The Tap and the Hollow

▶ Listen · Miss Applewood
Knock along a dead branch with eyes shut, and the hollow spots reveal where something tunneled inside.

The clip had been paused for almost a minute, and the animal on the screen was staring back at them with two enormous orange eyes.

"It looks like three different animals got into an argument and lost," Maya said.

"That's an aye-aye," Soren said. "Madagascar. It's a primate. Like us, sort of."

"That is not like us."

He pressed play. The aye-aye reached out one finger, a long thin finger, much longer than the others, and began tapping the bark of a branch. Tap tap tap. It moved a little. Tap tap tap again. Its ears swiveled forward, huge and bare, like two satellite dishes made of skin.

"What's it doing," Maya said. It was not really a question. She leaned in close to the screen.

"Looking for grubs, the narrator said."

"But it's not looking. Its eyes aren't even on the branch." She rewound it ten seconds and watched again. "Look. The eyes go anywhere. The ears stay locked on the tapping. It's not looking, Soren. It's listening to its own knocking."

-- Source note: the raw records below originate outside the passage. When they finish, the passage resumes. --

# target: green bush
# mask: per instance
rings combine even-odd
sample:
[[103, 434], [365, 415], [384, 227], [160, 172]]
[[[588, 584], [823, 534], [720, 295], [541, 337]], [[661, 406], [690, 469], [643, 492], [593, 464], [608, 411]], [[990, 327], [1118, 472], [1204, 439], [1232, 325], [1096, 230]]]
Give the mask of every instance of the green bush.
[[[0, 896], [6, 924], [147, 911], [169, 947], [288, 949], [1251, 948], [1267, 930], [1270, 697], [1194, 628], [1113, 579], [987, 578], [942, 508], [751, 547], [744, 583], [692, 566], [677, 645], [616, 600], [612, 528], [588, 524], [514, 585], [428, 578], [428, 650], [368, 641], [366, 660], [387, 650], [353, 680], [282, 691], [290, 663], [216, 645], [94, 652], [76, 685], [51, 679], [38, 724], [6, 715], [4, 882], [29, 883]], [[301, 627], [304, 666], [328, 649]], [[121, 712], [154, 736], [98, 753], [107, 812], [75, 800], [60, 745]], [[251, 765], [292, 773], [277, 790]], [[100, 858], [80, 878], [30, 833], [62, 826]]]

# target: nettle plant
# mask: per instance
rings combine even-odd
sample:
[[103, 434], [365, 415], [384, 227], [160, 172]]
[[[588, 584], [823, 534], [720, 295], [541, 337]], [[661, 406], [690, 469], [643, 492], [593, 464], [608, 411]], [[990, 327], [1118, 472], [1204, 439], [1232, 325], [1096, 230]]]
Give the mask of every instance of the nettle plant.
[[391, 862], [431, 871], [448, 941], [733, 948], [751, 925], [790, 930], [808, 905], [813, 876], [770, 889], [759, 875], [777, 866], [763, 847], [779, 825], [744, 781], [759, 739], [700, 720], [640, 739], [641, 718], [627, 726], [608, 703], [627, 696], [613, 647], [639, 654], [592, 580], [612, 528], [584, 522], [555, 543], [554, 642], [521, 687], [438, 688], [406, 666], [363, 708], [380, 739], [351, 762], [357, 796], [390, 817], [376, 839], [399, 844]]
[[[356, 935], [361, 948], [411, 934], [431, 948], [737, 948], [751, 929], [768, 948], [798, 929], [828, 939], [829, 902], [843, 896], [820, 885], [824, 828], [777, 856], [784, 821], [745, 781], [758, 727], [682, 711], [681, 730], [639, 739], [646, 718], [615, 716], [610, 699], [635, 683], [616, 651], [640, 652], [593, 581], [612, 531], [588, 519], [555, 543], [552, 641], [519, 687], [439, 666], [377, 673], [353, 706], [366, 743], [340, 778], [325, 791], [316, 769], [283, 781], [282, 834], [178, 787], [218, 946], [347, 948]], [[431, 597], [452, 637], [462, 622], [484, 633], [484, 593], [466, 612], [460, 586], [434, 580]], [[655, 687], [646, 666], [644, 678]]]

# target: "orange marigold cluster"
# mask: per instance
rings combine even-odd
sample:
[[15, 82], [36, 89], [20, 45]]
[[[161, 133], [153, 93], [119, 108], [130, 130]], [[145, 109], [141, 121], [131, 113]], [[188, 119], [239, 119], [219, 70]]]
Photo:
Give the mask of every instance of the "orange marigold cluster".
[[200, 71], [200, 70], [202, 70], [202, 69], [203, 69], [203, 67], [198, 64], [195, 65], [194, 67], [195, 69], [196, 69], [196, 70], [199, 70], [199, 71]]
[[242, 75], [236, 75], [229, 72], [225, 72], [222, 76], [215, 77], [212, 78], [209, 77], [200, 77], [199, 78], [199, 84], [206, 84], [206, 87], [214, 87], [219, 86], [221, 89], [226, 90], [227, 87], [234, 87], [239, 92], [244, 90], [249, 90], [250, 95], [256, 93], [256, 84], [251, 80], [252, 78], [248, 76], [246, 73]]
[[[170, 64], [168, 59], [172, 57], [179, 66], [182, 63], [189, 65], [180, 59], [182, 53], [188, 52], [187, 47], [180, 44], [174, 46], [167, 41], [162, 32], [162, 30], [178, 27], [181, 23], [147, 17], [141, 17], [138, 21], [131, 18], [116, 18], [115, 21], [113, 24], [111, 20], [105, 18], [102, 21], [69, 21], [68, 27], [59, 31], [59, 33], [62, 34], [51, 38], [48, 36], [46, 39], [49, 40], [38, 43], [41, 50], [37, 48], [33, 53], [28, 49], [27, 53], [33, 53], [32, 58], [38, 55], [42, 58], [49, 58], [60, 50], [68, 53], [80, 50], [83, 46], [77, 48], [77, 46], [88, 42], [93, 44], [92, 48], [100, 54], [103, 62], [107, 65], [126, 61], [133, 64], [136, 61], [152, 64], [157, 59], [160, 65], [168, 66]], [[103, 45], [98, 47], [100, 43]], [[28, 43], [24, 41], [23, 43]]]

Soren had his notebook open on his knee. He wrote down tapping and ears not eyes. "Listening to what, though. It's just tapping wood."

"Knock on the table," Maya said.

"What?"

"Knock on the table. Where it's solid."

He knocked. A dull flat thock.

"Now knock on the part over the drawer. Where it's empty underneath."

He slid over and knocked again. The sound came back higher, looser, with a little room in it. A hollow sound.

They both went quiet. On the screen, the aye-aye had stopped over one spot and was tapping it over and over, faster now.

"It can hear the hollow part," Maya said. "Inside the wood. Where the grubs chewed tunnels."

Soren rewound again, because he needed to see it more than once before he would say it out loud. The aye-aye tapped, moved, tapped, moved, then stopped. Stopped exactly. Then it leaned in and gnawed through the bark right at that spot, and it stuck the same long finger into the hole and came out with something pale and wriggling.

"It found the tunnel by sound," Soren said. "It knocked along the branch until the knock changed, and the change told it where the empty part was. Then it dug there."

"It's seeing inside the tree," Maya said. "With knocking."

"With knocking and those ears."

They looked at the screen together. The narrator's voice was saying something about it being the only primate known to hunt this way, Maya stood up so fast the laptop wobbled. "I want to try it."

"Try what."

"The trees. Outside. There's the old apple tree with the dead branch. Come on."

So they went out into the backyard, which at night was bigger than it was in the daytime and quieter, and the porch light only reached so far. Soren brought his notebook, and a pencil, and tucked them under his arm.

The apple tree had two big branches they could reach. One was live, thick, full of spring. The other had been dead two years and nobody had cut it down.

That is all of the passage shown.